Tidak berhenti hanya pada partisipasi aktif anggotanya dalam kehidupan bermasyarakat, Ketua Gerakan Ahmadiyah Yogyakarta, Sarwan Sutomo, juga kerap diundang dalam diskusi publik mengenai persatuan dan kesatuan NKRI serta wacana lintas agama.

“Kami tidak mengucilkan diri atau mengasingkan orang di luar kelompok kami, tapi kami mengintervensi semua orang,” tegas Afgor Ali, ketua seksi Dakwah gerakan Ahmadiyah Yogyakarta. Ketua saat ini masih aktif sebagai guru di SMK 1 Sleman.

Momen kemenangan dan kebersamaan

Seringkali jamaah Ahmadiyah mengalami ketidakpastian dalam merayakan Hari Kemenangan. Hal ini disebabkan adanya penyegelan tempat ibadah milik jamaah Ahmadiyah dan juga ancaman penganiayaan oleh warga sekitar. Namun warga Gerakan Ahmadiyah Yogyakarta yang kembali mengikuti instruksi pemerintah merayakan hari raya Idul Fitri tahun ini bisa berdiri berdampingan dan melaksanakan Salat Idul Fitri dengan khusyuk dan damai di halaman Stadion Mandala Krida Yogyakarta, berbaur dengan masyarakat lainnya. penduduk beragama Islam.
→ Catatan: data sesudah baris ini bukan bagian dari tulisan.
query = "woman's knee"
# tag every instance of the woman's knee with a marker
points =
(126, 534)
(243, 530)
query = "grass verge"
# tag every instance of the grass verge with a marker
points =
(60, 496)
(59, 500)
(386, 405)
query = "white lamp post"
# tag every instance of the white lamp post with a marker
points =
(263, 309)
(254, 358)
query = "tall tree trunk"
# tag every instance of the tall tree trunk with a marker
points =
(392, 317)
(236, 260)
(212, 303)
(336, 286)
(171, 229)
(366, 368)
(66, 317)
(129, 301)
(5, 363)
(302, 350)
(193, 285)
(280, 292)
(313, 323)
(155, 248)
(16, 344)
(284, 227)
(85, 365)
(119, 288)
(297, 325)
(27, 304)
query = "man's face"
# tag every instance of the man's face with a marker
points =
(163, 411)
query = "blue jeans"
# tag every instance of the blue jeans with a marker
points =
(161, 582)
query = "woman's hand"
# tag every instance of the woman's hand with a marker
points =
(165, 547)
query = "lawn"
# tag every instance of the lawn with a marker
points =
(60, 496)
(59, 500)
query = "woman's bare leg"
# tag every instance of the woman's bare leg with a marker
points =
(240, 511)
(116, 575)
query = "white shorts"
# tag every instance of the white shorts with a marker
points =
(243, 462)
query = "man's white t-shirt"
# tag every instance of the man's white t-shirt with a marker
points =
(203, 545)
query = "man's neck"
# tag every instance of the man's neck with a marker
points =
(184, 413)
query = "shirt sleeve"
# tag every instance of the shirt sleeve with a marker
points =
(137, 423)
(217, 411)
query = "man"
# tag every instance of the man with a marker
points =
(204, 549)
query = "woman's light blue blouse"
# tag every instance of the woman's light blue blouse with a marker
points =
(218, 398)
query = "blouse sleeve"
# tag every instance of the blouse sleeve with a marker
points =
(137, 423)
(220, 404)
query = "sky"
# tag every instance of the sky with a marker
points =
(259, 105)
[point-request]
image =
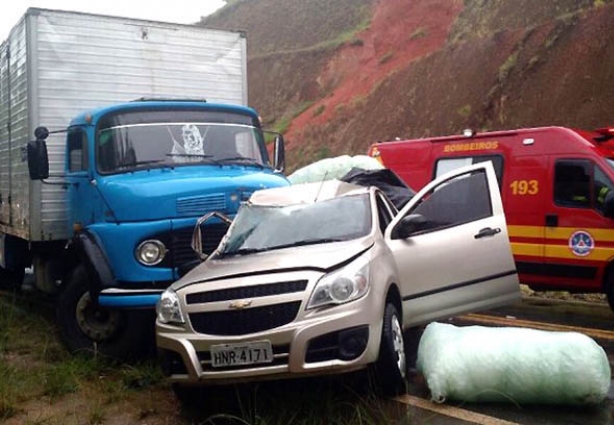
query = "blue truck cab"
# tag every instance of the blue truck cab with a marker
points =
(138, 176)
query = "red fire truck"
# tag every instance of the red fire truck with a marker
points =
(557, 191)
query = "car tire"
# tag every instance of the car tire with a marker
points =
(391, 365)
(86, 327)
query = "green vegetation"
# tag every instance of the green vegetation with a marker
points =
(40, 383)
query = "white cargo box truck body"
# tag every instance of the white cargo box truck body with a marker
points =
(57, 64)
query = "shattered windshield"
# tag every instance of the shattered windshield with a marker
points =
(129, 141)
(259, 228)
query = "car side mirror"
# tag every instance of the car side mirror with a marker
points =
(279, 154)
(408, 226)
(38, 158)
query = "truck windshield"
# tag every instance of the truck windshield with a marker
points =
(258, 228)
(128, 142)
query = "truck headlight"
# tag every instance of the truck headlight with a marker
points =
(342, 286)
(167, 308)
(150, 252)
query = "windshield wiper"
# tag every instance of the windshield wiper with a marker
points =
(195, 155)
(242, 159)
(315, 241)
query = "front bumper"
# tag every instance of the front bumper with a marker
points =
(322, 341)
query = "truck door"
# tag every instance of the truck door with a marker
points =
(77, 175)
(578, 235)
(451, 247)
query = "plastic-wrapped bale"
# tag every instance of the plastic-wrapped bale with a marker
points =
(333, 168)
(524, 366)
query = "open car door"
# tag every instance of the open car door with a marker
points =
(451, 247)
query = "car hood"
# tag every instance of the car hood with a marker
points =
(168, 193)
(322, 257)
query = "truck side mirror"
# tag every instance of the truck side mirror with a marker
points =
(38, 158)
(279, 154)
(608, 205)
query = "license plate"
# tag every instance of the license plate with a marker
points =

Gerakan Ahmadiyah Yogyakarta yang aktif dalam kegiatan pendidikan bersama Yayasan Piri Yogyakarta setiap tahunnya bergabung dalam struktur panitia Salat Idul Fitri di Stadion Mandala Krida. “Kami bekerja sama dengan 9 masjid dan 3 musala untuk menyelenggarakan Salat Idul Fitri dalam Panitia Hari Besar,” demikian penjelasan Afgor.

Sekalipun aksi kekerasan dan persekusi sering dialami oleh jemaah Ahmadiyah Indonesia, namun potret gerakan Ahmadiyah Yogyakarta dan kerjasamanya dengan umat lain dapat menjadi contoh persatuan dalam keberagaman untuk beriman dan bertaqwa kepada-Nya.

Manusia adalah sama dihadapan-Nya dan tidak ada seorangpun yang berhak menghakimi orang lain mengenai keimanan dan ketakwaannya. Namun yang bisa dilakukan masyarakat adalah hidup bersama secara rukun untuk menciptakan kerukunan dan beribadah bersama dengan khusyuk, menghargai momen-momen pribadi antara manusia dengan Tuhannya.